RAID10 reads each fraction of the needed blocks from a different spindle. When you have a single mirror and read B blocks, it read B/2 blocks from one drive and the rest from another one. In degraded mode there is a missing spindle, hence the read performance loss.

Jon said...

That's true. Some recent benchmarks on the linux-raid mailing list have shown that raid10,f2 outperforms even raid0 when it comes to random I/O (writing), in some cases by quite a bit.

There is also a patch that is being explored that would change the raid10,f2 algorithm to *always* use the outer tracks instead of just the "nearest" tracks of a given disk, but since each disk is constantly switching back and forth between the inner and outer tracks (as each disk is a mirror for some /other/ disk) I wonder if it will help at all.

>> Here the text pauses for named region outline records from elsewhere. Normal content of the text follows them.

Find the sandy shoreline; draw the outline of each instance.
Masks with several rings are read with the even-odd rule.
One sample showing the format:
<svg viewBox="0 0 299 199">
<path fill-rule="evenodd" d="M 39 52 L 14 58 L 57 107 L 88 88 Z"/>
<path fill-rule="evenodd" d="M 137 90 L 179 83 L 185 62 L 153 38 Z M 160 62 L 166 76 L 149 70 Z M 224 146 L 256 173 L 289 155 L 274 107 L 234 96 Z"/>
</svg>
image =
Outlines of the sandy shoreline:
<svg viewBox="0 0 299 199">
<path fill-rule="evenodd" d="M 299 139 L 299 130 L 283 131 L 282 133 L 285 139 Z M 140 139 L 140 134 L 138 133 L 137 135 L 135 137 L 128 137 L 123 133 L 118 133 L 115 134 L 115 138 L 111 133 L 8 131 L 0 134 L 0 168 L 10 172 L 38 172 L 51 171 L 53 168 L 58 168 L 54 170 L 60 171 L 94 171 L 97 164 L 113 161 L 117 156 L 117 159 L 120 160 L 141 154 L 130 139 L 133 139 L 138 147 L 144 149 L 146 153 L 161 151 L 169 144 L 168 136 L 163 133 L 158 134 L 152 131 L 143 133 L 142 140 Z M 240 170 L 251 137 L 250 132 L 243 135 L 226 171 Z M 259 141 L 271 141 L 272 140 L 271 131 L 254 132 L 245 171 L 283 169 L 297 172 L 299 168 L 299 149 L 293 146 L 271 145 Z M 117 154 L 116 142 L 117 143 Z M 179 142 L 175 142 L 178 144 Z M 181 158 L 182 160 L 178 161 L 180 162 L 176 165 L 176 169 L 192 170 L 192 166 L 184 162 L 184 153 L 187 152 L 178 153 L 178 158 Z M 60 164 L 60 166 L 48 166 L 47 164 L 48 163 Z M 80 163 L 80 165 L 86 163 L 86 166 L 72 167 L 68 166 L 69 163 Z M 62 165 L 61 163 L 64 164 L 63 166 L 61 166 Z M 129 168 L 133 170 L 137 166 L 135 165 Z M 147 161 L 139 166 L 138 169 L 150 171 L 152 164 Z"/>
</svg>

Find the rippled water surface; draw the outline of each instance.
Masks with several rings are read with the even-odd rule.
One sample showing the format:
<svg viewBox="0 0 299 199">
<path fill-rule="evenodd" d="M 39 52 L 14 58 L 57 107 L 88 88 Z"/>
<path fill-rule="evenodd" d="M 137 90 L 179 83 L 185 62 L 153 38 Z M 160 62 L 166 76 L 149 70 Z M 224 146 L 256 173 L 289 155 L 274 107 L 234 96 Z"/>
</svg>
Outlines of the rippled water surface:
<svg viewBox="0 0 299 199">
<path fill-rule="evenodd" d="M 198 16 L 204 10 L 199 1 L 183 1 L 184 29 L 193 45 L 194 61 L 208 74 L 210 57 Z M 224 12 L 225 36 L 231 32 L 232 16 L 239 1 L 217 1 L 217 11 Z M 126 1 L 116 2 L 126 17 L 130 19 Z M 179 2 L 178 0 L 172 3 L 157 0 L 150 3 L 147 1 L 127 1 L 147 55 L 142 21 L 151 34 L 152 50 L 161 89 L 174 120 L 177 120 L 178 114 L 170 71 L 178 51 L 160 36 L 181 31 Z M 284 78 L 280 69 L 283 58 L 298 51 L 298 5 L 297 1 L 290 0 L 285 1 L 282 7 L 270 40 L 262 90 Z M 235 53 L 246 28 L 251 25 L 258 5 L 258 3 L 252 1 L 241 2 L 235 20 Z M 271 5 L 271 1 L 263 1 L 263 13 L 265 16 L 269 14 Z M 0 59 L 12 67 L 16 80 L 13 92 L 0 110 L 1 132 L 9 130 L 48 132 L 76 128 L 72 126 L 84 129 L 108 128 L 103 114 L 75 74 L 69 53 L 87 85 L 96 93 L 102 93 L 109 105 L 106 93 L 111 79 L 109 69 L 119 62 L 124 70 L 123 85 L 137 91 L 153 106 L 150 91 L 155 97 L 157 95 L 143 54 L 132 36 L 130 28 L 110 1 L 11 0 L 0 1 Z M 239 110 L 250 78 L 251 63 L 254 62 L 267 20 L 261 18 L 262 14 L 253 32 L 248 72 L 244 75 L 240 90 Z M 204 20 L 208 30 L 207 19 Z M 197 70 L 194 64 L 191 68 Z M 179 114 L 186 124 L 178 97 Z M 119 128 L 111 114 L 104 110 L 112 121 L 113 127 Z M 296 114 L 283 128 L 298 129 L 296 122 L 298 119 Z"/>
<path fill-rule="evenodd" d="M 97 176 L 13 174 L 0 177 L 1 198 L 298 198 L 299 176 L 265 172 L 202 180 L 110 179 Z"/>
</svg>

David James Spillett said...

"raid10 far layout has awesome read performance (non-degraded) ... Degraded, however, shows much worse performance. Why?"

Because of the way the blocks are spread over the remaining drives, sequential access requires much more head movement than normal operation.

In the worst case (a two drive RAID10 far set with one drive dead) sequential reads result in a half-drive head movement every block (block 1 is at the start of the drive, block 2 in the middle, block 3 is start+1, block 4 is start+1, 5=start+2, 6=middle+2, ...).

This probably means that rebuild times will be much higher too for "far" arrays than "near" ones too.

This won't affect SSDs in the same way as their non-sequential access time is as close to 0 as makes no odds, because there is no physical head to move and they don't have to wait for the disc to spin into the right position either.